Capitolo 1: la casa degli orrori

Scesa in garage, valutai quale macchina prendere e alla fine optai per il Suv. Era robusto e mi sembrava più sicuro e in più aveva i vetri oscurati. Quel quartiere non mi era mai piaciuto e quella macchina non sarebbe passata inosservata ma almeno potevo sperare di non essere riconosciuta.
Non dovetti nemmeno impostare in navigatore, come facevo di solito, conoscevo la strada a menadito, c’ero andata così tante volte in passato.
Lo zoo si estendeva lungo una statale quindi il traffico era caotico sempre, ma a quell’ora era quasi impossibile muoversi.
Svoltai nella prima viuzza che trovai, per non dover girare poi in quella che mi avrebbe portata a passare davanti casa sua. Mentre controllavo il nome della via sulla targa stinta, notai i primi sguardi incuriositi e ringraziai il mio istinto per aver scelto quel mezzo, le altre macchine avrebbero attirato ben più attenzioni.
Procedevo piano non sapendo bene dove andare e intanto cercavo di non badare ai cumoli d’immondizia ai lati della strada, alle finestre rotte inchiodate in qualche modo, alle pareti scrostate e alle grosse catene messe ai cancelli e alle porte.
In tanti anni non era cambiato niente.
Incrociai una traversa e per fortuna era quella che mi avrebbe portato a destinazione. Controllai il numero civico sul foglio e poco più avanti mi fermai. La casa non era diversa dalle altre, lo stato di degrado non avrebbe dovuto stupirmi così tanto ma m’inchiodò al sedile.
Avevo sempre sperato che Davide fosse cambiato negli anni, che stare con me gli avesse fatto capire che vivere in quel modo non era giusto.
Credo che a suo tempo quelle case fossero state progettate come villette a schiera e forse in origine erano anche carine. Ora erano una fila di celle grigie coi piccoli giardini divisi da alti muri, grigi pure quelli. In quello in cui i miei fari puntavano il loro fascio di luce riconobbi uno scivolo arrugginito a cui mancavano i primi tre gradini… quindi non facilmente utilizzabile da un bambino, e dei palloni sparsi nell’erba, anche se era un po’ troppo alta per essere considerata un giardino o un’aerea giochi.

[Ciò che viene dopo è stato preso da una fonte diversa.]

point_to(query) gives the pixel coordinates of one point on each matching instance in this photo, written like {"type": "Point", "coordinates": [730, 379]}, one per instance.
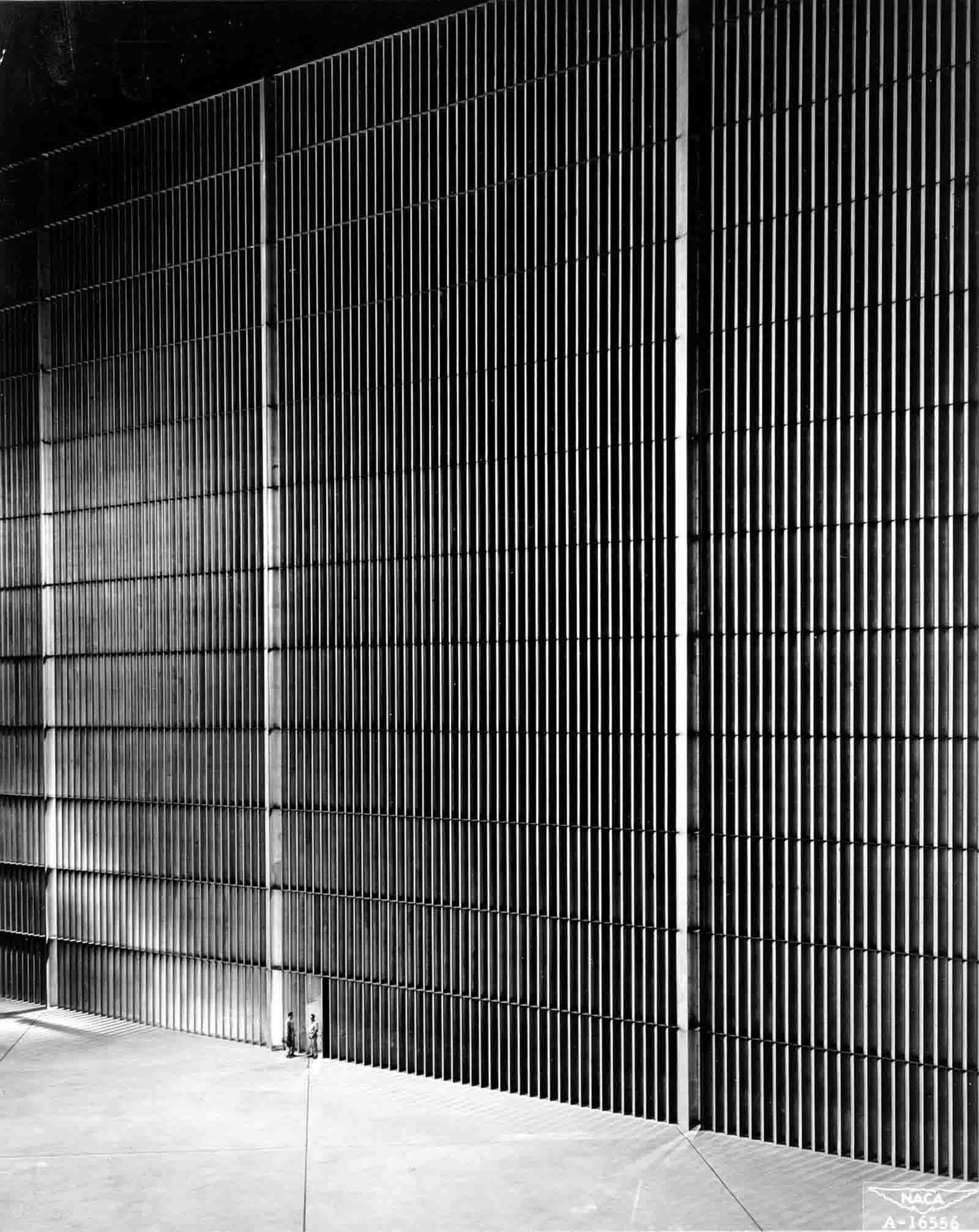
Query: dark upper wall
{"type": "Point", "coordinates": [74, 69]}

A giudicare dai giocattoli in quella casa doveva esserci dei bambini, di cinque o sei anni… ma non potevano essere di Davide, in quegli anni stava ancora con me...
Trattenni il respiro e mi strinsi una mano sul cuore. Sperai con tutta me stessa di non scontrarmi con una triste realtà che avrebbe spazzato via tutti i bei ricordi del tempo con lui, che ancora conservavo gelosamente nel mio cuore.
Non avevo mai messo in dubbio la sua fedeltà. Ero sempre stata sicura del suo amore.
Si, è vero, in dieci anni c’erano state pause, anche lunghe, ma ero sicura che quando stavamo insieme fossimo entrambi concentrati su di noi. Non poteva aver avuto dei bambini con un’altra, non mentre stavamo assieme! E se anche li avesse avuti quando eravamo separati lo ritenevo abbastanza intelligente da informarmi!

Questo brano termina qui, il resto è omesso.